Não é difícil perceber que o trabalho total depende do número de etapas e, agora sim, visualizamos facilmente no gráfico o afirmado na mensagem 13: W1 < W2 < W3 < W4 < ... < W80 < ... < Winfinito = Wmax. Justifica-se então a expressão "trabalho máximo" (Wmax) utilizada para processos reversíveis (N = infinito). Fixados os estados inicial e final e conhecido o caminho a ser seguido por um gás ao sofrer uma transformação de estado, podemos dizer que "o máximo de trabalho que pode ser extraído desse gás durante o processo e a ser convertido em levantamento de massas dá-se quando a transformação é reversível, ou Wmax = Wrev. A transformação (ou o caminho) poderá ser isotérmica, adiabática ou qualquer outra bem definida e que possa ser reproduzida experimentalmente. Obviamente, e como explícito, Wmax é uma função de caminho ou de via. Em especial, se a transformação for a volume constante (isocórica) todos os W serão nulos (tanto os irrev quanto o rev).

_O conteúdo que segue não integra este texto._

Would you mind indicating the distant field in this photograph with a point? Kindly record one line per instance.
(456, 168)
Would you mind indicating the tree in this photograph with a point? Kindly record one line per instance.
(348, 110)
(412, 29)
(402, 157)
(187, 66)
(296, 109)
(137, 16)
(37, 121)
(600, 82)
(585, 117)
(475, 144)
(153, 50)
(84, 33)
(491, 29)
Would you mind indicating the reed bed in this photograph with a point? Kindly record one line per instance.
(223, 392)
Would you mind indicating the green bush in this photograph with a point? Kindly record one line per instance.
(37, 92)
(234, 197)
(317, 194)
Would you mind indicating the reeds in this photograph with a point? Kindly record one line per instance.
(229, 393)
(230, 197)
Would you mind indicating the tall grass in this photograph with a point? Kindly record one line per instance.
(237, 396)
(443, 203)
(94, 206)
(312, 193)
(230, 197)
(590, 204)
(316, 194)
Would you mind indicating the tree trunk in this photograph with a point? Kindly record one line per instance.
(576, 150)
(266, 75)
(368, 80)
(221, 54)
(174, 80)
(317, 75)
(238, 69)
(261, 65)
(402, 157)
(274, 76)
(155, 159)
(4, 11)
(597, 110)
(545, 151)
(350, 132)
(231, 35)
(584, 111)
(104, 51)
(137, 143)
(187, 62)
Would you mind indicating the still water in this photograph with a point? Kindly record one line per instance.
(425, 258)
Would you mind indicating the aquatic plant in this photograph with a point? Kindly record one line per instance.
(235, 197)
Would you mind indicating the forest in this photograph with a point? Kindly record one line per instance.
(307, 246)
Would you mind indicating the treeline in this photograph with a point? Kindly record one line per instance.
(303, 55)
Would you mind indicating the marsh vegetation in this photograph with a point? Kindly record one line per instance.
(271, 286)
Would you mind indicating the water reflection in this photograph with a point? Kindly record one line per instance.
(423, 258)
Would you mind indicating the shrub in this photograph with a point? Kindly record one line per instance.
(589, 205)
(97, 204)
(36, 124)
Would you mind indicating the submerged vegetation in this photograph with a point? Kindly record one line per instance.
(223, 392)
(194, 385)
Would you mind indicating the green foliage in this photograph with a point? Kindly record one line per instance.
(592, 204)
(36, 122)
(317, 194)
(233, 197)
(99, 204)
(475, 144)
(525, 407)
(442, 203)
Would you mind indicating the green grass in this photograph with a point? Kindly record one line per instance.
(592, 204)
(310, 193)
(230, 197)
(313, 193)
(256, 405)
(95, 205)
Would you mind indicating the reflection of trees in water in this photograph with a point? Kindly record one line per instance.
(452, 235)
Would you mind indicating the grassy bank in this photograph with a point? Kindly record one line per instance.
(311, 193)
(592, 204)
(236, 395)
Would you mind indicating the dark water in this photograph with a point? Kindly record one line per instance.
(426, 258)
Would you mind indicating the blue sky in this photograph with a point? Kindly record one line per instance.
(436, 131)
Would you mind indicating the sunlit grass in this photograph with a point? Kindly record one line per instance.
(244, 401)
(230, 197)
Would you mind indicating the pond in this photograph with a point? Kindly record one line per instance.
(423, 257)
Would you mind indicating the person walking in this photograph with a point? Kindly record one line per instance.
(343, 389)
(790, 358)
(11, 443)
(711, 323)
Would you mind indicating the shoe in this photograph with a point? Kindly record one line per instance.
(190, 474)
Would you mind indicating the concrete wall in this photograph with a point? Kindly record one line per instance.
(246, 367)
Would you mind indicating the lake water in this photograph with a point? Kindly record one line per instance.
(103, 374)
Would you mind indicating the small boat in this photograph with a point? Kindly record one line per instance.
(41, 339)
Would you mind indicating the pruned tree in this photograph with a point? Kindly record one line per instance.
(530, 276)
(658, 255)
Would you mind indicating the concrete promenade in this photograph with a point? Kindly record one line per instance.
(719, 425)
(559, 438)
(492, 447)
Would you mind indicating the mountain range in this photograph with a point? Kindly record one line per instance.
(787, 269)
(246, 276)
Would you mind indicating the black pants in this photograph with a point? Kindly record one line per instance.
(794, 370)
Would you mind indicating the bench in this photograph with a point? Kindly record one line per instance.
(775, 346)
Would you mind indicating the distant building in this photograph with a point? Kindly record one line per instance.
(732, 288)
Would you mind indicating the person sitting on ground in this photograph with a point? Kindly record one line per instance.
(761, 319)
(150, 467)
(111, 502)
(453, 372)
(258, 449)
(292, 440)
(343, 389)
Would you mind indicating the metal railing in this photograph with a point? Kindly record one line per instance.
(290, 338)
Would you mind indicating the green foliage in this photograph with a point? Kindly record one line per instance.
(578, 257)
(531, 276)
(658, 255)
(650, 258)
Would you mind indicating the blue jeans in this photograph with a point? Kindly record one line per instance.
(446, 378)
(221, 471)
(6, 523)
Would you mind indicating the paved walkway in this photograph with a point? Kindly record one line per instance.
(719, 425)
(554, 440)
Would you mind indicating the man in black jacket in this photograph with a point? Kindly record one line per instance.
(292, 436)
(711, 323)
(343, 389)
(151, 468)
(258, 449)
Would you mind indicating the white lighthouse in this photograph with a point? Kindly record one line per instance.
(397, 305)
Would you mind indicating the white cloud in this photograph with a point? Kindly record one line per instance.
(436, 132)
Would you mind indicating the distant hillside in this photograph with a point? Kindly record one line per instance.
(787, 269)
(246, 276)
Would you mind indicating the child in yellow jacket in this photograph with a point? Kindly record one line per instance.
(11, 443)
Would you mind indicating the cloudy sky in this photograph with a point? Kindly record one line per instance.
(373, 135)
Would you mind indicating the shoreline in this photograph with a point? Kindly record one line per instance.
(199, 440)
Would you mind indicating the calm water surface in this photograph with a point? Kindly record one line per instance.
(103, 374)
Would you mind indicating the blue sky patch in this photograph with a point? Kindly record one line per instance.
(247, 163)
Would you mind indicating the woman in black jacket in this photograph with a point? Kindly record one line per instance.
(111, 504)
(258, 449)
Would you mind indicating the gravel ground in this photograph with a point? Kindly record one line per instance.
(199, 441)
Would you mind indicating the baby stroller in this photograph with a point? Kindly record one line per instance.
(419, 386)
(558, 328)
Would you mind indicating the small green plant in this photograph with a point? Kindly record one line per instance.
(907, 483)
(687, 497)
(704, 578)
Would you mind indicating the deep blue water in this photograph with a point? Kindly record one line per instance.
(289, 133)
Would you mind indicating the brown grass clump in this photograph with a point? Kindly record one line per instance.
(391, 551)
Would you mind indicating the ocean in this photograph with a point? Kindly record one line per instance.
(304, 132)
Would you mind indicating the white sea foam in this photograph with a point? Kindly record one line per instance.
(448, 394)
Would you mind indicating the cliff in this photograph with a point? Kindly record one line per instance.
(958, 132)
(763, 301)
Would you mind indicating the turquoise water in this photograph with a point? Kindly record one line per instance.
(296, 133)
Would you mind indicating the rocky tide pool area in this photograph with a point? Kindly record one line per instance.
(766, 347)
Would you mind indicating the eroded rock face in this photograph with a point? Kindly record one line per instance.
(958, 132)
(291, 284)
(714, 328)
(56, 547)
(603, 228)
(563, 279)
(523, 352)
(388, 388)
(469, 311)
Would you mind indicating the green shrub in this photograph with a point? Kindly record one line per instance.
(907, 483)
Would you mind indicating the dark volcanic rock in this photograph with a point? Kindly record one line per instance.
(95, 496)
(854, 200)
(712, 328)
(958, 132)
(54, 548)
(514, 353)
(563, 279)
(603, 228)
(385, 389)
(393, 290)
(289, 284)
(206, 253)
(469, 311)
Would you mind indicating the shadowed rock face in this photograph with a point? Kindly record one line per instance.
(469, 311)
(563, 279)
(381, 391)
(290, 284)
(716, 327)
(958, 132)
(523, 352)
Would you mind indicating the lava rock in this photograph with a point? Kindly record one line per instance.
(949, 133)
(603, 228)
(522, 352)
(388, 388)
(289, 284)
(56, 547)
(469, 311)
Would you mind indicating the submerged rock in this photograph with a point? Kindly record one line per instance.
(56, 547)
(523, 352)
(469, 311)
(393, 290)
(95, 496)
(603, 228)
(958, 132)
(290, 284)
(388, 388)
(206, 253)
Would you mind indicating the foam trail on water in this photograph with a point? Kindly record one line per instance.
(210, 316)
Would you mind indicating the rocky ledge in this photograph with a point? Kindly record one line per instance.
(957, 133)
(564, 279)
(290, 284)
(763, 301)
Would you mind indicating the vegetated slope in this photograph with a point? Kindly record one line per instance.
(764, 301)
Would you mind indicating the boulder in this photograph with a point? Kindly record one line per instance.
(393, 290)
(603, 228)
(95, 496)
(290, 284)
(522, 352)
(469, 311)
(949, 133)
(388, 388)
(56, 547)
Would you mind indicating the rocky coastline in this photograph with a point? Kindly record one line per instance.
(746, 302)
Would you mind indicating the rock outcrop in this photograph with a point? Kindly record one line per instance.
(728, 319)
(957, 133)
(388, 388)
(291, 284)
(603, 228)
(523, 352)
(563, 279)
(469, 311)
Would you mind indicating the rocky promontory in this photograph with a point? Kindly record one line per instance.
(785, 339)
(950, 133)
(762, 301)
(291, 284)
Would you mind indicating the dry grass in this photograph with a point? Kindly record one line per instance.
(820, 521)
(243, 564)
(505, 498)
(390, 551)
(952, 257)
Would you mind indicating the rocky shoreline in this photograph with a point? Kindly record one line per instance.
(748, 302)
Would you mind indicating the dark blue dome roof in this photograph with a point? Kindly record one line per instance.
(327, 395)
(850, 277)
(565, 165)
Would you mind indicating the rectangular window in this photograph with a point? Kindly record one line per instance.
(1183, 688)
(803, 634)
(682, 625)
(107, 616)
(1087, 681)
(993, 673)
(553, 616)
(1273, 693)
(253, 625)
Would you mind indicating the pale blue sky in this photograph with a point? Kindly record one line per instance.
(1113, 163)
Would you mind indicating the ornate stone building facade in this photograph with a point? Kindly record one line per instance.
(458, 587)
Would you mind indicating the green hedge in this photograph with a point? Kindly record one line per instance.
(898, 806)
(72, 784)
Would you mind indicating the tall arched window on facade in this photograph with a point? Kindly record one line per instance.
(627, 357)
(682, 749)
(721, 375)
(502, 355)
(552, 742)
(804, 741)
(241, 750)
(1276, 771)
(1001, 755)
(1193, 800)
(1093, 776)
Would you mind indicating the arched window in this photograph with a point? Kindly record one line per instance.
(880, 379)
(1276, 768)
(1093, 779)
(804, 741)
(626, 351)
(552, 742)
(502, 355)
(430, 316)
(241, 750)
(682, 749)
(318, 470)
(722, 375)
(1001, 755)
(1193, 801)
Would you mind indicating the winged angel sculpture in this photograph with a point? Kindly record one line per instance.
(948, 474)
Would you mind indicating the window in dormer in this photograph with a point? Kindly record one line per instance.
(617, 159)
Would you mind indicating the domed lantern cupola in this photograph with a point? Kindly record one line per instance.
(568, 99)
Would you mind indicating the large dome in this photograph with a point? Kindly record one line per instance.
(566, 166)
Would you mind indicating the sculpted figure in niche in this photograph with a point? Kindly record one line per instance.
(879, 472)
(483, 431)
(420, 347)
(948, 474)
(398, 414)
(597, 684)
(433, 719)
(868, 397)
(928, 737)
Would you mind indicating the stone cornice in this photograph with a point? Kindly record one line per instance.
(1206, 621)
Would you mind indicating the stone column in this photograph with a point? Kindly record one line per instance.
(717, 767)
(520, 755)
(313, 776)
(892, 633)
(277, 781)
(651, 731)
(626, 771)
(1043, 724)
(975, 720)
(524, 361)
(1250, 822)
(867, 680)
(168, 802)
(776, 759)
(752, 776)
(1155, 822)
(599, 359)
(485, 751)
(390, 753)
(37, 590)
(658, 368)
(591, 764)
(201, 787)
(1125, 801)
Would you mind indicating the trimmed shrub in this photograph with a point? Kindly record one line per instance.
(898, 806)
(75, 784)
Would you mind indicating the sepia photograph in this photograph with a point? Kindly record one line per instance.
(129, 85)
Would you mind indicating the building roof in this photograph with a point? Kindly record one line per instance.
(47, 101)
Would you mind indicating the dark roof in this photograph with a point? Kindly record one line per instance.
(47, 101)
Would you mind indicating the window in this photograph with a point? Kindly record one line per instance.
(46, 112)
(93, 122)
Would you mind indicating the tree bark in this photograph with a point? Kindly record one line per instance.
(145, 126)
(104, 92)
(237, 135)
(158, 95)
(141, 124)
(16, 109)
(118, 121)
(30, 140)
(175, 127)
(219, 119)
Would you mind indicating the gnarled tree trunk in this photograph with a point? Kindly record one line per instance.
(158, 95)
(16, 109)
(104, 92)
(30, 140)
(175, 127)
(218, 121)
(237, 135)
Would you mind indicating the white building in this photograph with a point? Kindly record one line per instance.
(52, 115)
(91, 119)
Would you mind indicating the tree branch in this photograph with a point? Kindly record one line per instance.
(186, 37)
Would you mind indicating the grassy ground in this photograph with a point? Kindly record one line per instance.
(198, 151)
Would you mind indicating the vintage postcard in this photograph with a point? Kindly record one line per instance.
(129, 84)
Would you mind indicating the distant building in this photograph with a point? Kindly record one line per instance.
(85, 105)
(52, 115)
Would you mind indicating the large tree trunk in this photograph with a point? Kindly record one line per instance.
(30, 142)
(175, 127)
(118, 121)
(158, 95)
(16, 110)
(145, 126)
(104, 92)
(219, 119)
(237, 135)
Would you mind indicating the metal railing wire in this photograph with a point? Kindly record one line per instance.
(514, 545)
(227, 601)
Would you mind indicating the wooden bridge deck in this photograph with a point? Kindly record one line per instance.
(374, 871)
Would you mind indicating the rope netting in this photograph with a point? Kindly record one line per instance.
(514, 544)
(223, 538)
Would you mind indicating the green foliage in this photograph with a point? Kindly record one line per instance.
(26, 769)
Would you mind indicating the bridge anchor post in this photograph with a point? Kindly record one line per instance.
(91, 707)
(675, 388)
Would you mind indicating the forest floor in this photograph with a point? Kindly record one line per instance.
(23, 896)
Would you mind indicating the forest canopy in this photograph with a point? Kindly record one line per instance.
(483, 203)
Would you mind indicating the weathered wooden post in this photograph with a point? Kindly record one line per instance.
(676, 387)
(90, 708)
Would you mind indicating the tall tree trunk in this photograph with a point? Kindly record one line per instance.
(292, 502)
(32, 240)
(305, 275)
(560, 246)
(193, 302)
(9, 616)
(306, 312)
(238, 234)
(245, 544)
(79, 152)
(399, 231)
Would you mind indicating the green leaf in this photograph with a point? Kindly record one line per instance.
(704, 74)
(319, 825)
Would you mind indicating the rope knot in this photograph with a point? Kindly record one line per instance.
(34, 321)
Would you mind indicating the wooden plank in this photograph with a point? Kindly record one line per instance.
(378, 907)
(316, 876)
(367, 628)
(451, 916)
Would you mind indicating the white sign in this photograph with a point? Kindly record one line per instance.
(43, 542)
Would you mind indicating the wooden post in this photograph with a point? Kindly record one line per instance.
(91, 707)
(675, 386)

O fato de Wmax ou Wrev ser uma "função de caminho" dificulta a sua utilização na caracterização de uma propriedade de estado do sistema gás, a menos que aceitemos determinadas restrições (vide nota de rodapé). Poderíamos pensar em restringir a via. Neste caso, se escolhermos uma via isotérmica, poderemos dizer que o gás, cujo comportamento restringe-se a esta via, possui uma propriedade Ø de alguma forma relacionada ao Wmax acima descrito. Por exemplo, o gás restrito ao equilíbrio térmico com uma fonte de calor de temperatura fixa, teria uma propriedade Ø, chamada "função trabalho máximo", dada pela expressão DØ = Ø2 - Ø1 = - Wmax. Ou seja, ao passar de um estado para outro, a temperatura constante, o gás teria sua propriedade Ø reduzida exatamente do valor do trabalho que produziria caso a transformação fosse reversível. DØ retrataria a quantidade de "energia disponível pelo gás para a execução de trabalho" entre um estado e o outro. A primeira vista esta função é de pouco interesse, visto somente ser útil para situações em que, entre um estado e outro, o gás permanece em equilíbrio térmico com a fonte considerada. Como adequar esta função ao estudo efetuado em condições outras, ou mesmo em equilíbrios outros, com outras fontes ou temperaturas?
Guardem essa idéia por enquanto. Deixá-los-ei com a figura 8 onde são apresentados alguns caminhos ou vias de transformação a serem seguidos por um determinado gás.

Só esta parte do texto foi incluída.